It’s tough to wrap your mind around, but a new exhibit rolling into the Spokane Valley Heritage Museum next week helps visualize what that looks like through a simple, yet effective, wood block. The exhibit covers the region’s relationship with the massive dam that harnessed the rivers flowing through the land.
But the exhibit doesn’t start here. It begins with Lake Missoula and the prehistoric ice dam that periodically broke, museum director Jayne Singleton said, releasing massive flood waters and shaping Eastern Washington’s scablands.
“That’s where our history started,” Singleton said earlier this week, showing off the final touches of the exhibit’s storyboard.

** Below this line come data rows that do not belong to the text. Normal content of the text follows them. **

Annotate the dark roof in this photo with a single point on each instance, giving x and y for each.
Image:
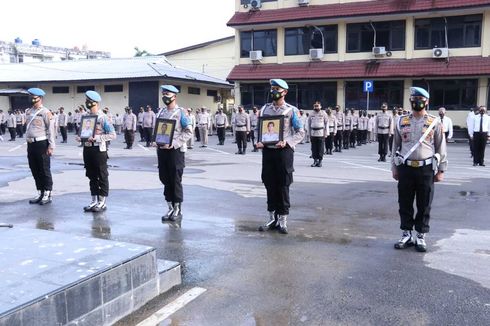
(353, 9)
(393, 68)
(197, 46)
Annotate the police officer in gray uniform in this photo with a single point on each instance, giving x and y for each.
(420, 160)
(171, 158)
(278, 159)
(40, 136)
(318, 126)
(95, 154)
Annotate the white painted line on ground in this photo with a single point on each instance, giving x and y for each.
(217, 150)
(172, 307)
(16, 147)
(365, 166)
(146, 149)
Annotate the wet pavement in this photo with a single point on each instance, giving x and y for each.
(337, 265)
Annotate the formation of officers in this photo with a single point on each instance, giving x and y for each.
(419, 150)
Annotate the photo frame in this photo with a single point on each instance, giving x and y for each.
(164, 131)
(87, 126)
(271, 129)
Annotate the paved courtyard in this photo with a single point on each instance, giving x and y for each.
(337, 265)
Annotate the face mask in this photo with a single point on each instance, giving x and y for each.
(276, 95)
(167, 99)
(418, 104)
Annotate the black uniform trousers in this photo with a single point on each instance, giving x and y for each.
(479, 144)
(95, 163)
(415, 183)
(383, 144)
(171, 163)
(277, 176)
(338, 140)
(317, 147)
(221, 134)
(63, 133)
(241, 140)
(129, 137)
(40, 164)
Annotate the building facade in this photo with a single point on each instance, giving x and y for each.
(325, 49)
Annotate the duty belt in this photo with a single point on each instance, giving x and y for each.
(36, 139)
(417, 164)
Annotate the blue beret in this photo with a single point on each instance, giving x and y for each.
(169, 88)
(280, 83)
(418, 91)
(36, 92)
(93, 96)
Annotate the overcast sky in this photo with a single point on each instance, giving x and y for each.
(117, 26)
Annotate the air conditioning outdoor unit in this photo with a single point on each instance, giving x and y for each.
(255, 4)
(316, 54)
(379, 50)
(255, 55)
(440, 53)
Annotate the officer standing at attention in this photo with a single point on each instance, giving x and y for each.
(420, 160)
(130, 122)
(171, 158)
(318, 126)
(95, 154)
(221, 121)
(242, 127)
(384, 127)
(40, 136)
(278, 159)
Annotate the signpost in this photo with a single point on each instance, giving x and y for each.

Some of the museum’s volunteers are constructing an interactive element that shows the path of Washington’s rivers before and after Grand Coulee Dam was completed in 1942, and the dam’s impact on city infrastructure, farms and tribes. Lake Roosevelt, the reservoir behind Grand Coulee, helped irrigate more than 600,000 acres in the Columbia Basin Project, according to the dam’s website, even as it submerged traditional fishing grounds, farms and small towns. The display is also backed up by a folksy documentary about the dam featuring Woody Guthrie’s “Roll On, Columbia.” Singleton wants to remind the community of the engineering feat sitting in their own backyard. Building the exhibit only took about six weeks for Singleton, but the research took less because they’re recycling many of the Grand Coulee Dam pieces from previous presentations.
The newest section of the exhibit is the ice floods and how those moments in geological history connect to Eastern Washington’s rivers and the dam. The exhibit also sits on new wall structures that Singleton can move around in anticipation of future exhibits on the American Civil War, Henry Ford, founder of the Ford Motor Co., and President John F. Kennedy.